No. Most ISPs don’t allow it. In fact, in my service agreement I agree specifically not to do this. I also agree not to run a server from my home, which is another typical ISP requirement.

You’re not likely to ever get caught if your neighbor piggybacks off of your service, but technically it is a violation of your service agreement for most ISPs.

Most ISPs have no problem with you running multiple computers in your home. It’s just when you get your neighbor’s home involved that they have an issue with it.

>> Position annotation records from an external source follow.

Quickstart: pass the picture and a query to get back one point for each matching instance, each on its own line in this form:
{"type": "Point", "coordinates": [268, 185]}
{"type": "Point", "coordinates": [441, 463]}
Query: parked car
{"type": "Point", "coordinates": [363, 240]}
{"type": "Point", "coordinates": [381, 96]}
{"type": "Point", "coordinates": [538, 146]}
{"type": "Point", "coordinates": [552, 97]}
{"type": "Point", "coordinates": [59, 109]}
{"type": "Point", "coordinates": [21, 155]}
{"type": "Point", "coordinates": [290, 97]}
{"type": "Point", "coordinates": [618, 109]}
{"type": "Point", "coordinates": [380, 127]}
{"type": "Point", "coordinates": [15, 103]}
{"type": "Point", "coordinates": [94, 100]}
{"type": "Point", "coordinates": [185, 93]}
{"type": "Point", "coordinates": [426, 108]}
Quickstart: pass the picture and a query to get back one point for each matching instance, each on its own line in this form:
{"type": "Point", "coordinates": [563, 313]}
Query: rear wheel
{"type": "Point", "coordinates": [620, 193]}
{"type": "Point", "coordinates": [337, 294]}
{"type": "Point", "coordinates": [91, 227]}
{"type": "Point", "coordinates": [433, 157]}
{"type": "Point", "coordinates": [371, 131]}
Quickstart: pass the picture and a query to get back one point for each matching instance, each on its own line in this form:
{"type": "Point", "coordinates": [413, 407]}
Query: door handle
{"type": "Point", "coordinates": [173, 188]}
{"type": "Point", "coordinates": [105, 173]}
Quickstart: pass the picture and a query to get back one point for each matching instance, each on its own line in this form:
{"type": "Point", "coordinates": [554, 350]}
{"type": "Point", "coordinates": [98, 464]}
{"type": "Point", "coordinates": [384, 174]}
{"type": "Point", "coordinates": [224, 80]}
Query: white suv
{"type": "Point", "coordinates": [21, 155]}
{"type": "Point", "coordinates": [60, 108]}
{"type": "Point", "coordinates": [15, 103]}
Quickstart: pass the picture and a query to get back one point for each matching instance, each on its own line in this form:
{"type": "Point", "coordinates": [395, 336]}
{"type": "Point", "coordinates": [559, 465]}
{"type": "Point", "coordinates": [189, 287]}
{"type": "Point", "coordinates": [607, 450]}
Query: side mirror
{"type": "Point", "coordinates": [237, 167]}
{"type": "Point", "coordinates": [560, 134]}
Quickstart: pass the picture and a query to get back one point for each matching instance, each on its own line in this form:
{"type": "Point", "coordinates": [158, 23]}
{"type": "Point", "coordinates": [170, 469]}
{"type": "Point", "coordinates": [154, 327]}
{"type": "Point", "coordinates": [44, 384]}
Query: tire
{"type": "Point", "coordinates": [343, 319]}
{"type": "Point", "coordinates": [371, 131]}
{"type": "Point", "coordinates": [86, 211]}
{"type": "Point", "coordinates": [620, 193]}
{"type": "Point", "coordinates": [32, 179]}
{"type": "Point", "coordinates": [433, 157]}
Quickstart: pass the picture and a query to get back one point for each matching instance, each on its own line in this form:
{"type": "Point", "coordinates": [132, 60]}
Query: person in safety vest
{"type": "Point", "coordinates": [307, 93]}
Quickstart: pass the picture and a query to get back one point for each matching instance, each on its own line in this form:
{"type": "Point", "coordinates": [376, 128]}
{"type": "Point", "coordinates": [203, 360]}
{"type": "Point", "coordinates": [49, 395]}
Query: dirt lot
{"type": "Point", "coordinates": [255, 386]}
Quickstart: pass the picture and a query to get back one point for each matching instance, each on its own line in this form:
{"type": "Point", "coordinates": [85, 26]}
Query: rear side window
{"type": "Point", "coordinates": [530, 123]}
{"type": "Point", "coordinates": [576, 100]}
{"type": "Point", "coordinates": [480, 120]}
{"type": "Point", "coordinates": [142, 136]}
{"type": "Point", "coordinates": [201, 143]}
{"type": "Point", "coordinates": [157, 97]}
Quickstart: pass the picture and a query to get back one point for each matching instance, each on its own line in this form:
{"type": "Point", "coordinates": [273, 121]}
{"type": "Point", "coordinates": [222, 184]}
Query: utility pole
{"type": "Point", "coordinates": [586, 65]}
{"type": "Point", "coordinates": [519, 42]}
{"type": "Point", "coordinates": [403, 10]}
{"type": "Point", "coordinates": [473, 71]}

I haven’t figured out the effective protocols yet (it isn’t easy and the ISPs and manufacturers don’t seem anxious to explain!), but I believe it depends on the kind of connection. If you are using broadband cable, the router seems to be the only address readily available to the internet. If you are using DSL, you are likely using PPPoE, which if I understand it correctly, sends the MAC address of every connected computer out to the ISP. Further if you use your router in “bridge mode”, you are clearly doing this. [MAC addresses, for those of us who don’t do this every day, have nothing to do with an Apple Macintosh. It is the unique serial number of an ethernet card. Every ethernet port ever made has a unique address. Each manufacturer gets is assigned a number and adds a unique serial number to their number. This is necessary on your LAN so that each computer can keep pick out ethernet packets intended for that machine. It has nothing to do with the IP address. It is unique to the computer you are using and unique to the ethernet. Over networks use different IDs]. If you are stubborn (took me weeks to do on my own), you can set up a DSL connection that does not limit the number of computers attached to the network. But I couldn’t do it as long as I used any of the hardware provided by the phone company. And if you don’t use their hardware, they won’t help at all.

Also, it depends on the software you use. Most (all?) email packages send the local IP address with each post. Of course that can change at any time, but in practice most people change their local IP address rarely if ever.

In sum, maintaining your privacy on the internet ranges from difficult but not impossible.